The Ace Double Junky as the True First
The question of which edition of Junky constitutes the “true first” is occasionally debated but bibliographically settled: the 1953 Ace Double paperback (D-15) is unambiguously the first edition. No prior publication in any format exists. The fact that it was published as a mass-market paperback rather than a hardcover, under a pseudonym rather than Burroughs’s real name, and bound back-to-back with another book does not diminish its bibliographic priority — it enhances its interest.
The Ace Double Format
Ace Doubles were a publishing innovation of the early 1950s: two complete novels bound together in a single paperback, each with its own cover, with one novel inverted relative to the other. The reader would read one novel, then flip the book over to read the other. Junky was paired with Narcotic Agent by Maurice Helbrant, a drug enforcement memoir — a pairing that positioned Burroughs’s confessional novel within the framework of pulp exploitation.
The format is visually distinctive and physically unusual, making the Ace Double Junky one of the most recognizable objects in American book collecting. Its pulp origins — the lurid cover art, the cheap paper, the sensationalist packaging — create an ironic counterpoint to the literary significance of the text inside.
Why It Matters
The Ace Double Junky matters for collectors for several reasons:
Bibliographic priority: It is the first published work by one of the most important American writers of the twentieth century. Period.
Format rarity: The Ace Double format is inherently fragile. Mass-market paperbacks from 1953 were not designed to survive — they were meant to be read and discarded. Copies in any condition are scarce; copies in near-fine condition are genuinely rare.
Cultural artifact: The packaging tells a story about American publishing in the 1950s — a major literary work disguised as exploitation pulp, published under a pseudonym because the author could not use his real name. The Ace Double is a physical embodiment of the countercultural position that Burroughs occupied.
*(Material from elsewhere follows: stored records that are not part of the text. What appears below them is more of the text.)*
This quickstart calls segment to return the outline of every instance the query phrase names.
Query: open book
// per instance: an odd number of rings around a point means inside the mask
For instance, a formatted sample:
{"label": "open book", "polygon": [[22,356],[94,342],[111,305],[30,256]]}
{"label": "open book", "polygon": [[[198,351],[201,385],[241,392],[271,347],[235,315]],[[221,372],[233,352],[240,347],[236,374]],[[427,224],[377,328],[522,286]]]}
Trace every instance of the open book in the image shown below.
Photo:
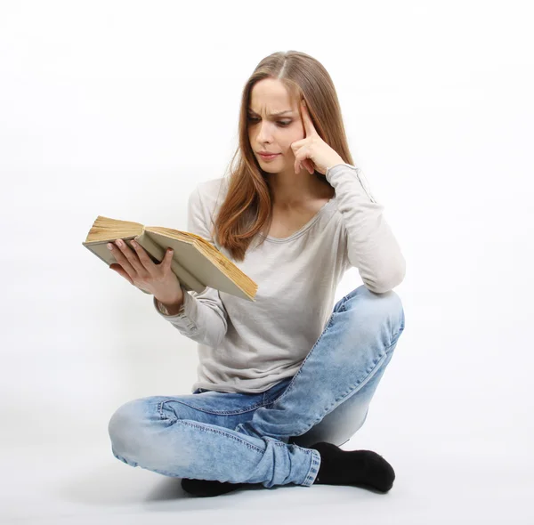
{"label": "open book", "polygon": [[173,248],[171,270],[188,291],[201,293],[209,287],[236,297],[255,301],[256,283],[198,235],[98,215],[82,244],[110,265],[117,262],[106,245],[117,238],[122,238],[135,251],[129,242],[134,239],[156,263],[161,262],[166,248]]}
Value: The Ace Double is the most valuable edition of Junky and one of the most valuable mass-market paperbacks in American collecting. Its prices have appreciated steadily as Burroughs’s literary reputation has solidified.
Identification Points
- Publisher: Ace Books (Ace Double D-15)
- Year: 1953
- Author: “William Lee”
- Bound with: Narcotic Agent by Maurice Helbrant
- Cover: Pulp-style art with sensationalist tagline
- Price: 35 cents (printed on cover)
Any edition published after 1953, under Burroughs’s real name, or in hardcover format is a later edition, regardless of how it is described by sellers.